I thought that in python x = x - a was the exactly the same as x-=a. But apparently not with tensor :
In the following code the gradient is not set to None after updating the parameter (x-=a case):
import torch
x1 = torch.tensor([2.0], requires_grad=True)
x2 = torch.tensor([3.0], requires_grad=True)
y = (x1 * x2).pow(2)
y.backward()
print(“x1.grad=”,x1.grad)
with torch.no_grad():
x1 -= 0.01 * x1.grad # <=============================
print(“x1.grad=”,x1.grad)
x1.grad.zero_()
print(“x1.grad=”,x1.grad)
output:
x1.grad= tensor([36.])
x1.grad= tensor([36.])
x1.grad= tensor([0.])
but the following code the gradient is set to None (x = x - a) :
import torch
x1 = torch.tensor([2.0], requires_grad=True)
x2 = torch.tensor([3.0], requires_grad=True)
y = (x1 * x2).pow(2)
y.backward()
print(“x1.grad=”,x1.grad)
with torch.no_grad():
x1 = x1 - 0.01 * x1.grad # <=============================
print(“x1.grad=”,x1.grad)
x1.grad.zero_()
output:
Traceback (most recent call last):
File “D:/gCloud/GoogleDrive/colabai/notes/torch/grad/zforum.py”, line 14, in
x1.grad.zero_() # AttributeError: ‘NoneType’ object has no attribute ‘zero_’
AttributeError: ‘NoneType’ object has no attribute ‘zero_’
x1.grad= tensor([36.])
x1.grad= None
Both solutions are ok for me.
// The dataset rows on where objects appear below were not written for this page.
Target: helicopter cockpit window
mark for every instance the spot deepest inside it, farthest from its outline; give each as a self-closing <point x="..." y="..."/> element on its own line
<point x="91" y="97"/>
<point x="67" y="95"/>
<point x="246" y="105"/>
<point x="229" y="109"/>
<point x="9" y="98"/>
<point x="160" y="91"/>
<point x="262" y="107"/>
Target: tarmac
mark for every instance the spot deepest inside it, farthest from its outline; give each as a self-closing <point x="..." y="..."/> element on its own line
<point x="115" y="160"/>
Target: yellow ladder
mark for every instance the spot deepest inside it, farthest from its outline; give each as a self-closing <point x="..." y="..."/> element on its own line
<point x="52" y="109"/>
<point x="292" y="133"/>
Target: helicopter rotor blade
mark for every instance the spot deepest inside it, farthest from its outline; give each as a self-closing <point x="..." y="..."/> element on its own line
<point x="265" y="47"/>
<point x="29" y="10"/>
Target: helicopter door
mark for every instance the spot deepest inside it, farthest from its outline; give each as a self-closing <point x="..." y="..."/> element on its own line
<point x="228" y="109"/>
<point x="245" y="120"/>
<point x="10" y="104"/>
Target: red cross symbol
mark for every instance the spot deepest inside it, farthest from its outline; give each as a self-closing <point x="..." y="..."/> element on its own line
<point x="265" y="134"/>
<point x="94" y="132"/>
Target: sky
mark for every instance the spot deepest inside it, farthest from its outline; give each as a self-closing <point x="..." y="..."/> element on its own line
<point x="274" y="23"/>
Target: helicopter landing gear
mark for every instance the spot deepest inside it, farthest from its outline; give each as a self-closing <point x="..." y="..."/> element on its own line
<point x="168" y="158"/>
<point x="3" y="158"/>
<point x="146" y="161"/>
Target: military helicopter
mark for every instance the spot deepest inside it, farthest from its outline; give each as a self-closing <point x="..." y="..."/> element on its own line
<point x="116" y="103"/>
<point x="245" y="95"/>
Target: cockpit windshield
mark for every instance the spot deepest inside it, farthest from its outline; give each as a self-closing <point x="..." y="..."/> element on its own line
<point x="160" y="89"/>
I just would like to understand this behaviour? Thanks.
Because in python when you use x-=
you are using in-place operations
I don’t know how do the rules work in these case but basically when you do x-=lr*grad
you are still pointing to the original tensor whose data has been in-place modified.
In the 2nd case you are overwritting a local variable x1
so that when you try to print x1 it no longer points to the one you defined at the beggining but a “totally different variable” and the one at the beggining is out of scope.
import torch
x1 = torch.tensor([2.0], requires_grad=True)
x2 = torch.tensor([3.0], requires_grad=True)
y = (x1 * x2).pow(2)
y.backward()
print(x1._version)
print(x1.is_leaf)
x1 -= 0.01 * x1.grad
print(x1._version)
print(x1.is_leaf)
import torch
x1 = torch.tensor([2.0], requires_grad=True)
x2 = torch.tensor([3.0], requires_grad=True)
y = (x1 * x2).pow(2)
y.backward()
print(x1._version)
print(x1.is_leaf)
x1 =x1- 0.01 * x1.grad
print(x1._version)
print(x1.is_leaf)
if you run this, you will find that it’s not possible to run the 1st case
x1 -= 0.01 * x1.grad
RuntimeError: a leaf Variable that requires grad has been used in an in-place operation.
but you can run the second case in which x1 won’t be a leaf variable
if you add torch.no_grad() it will disable autograd engine and first case will be runable because there is no longer grad tracking and second case will be a leaf variable as cos of the same reason
1 Like
Thanks.
print(id(x1))
also shows your point clearly.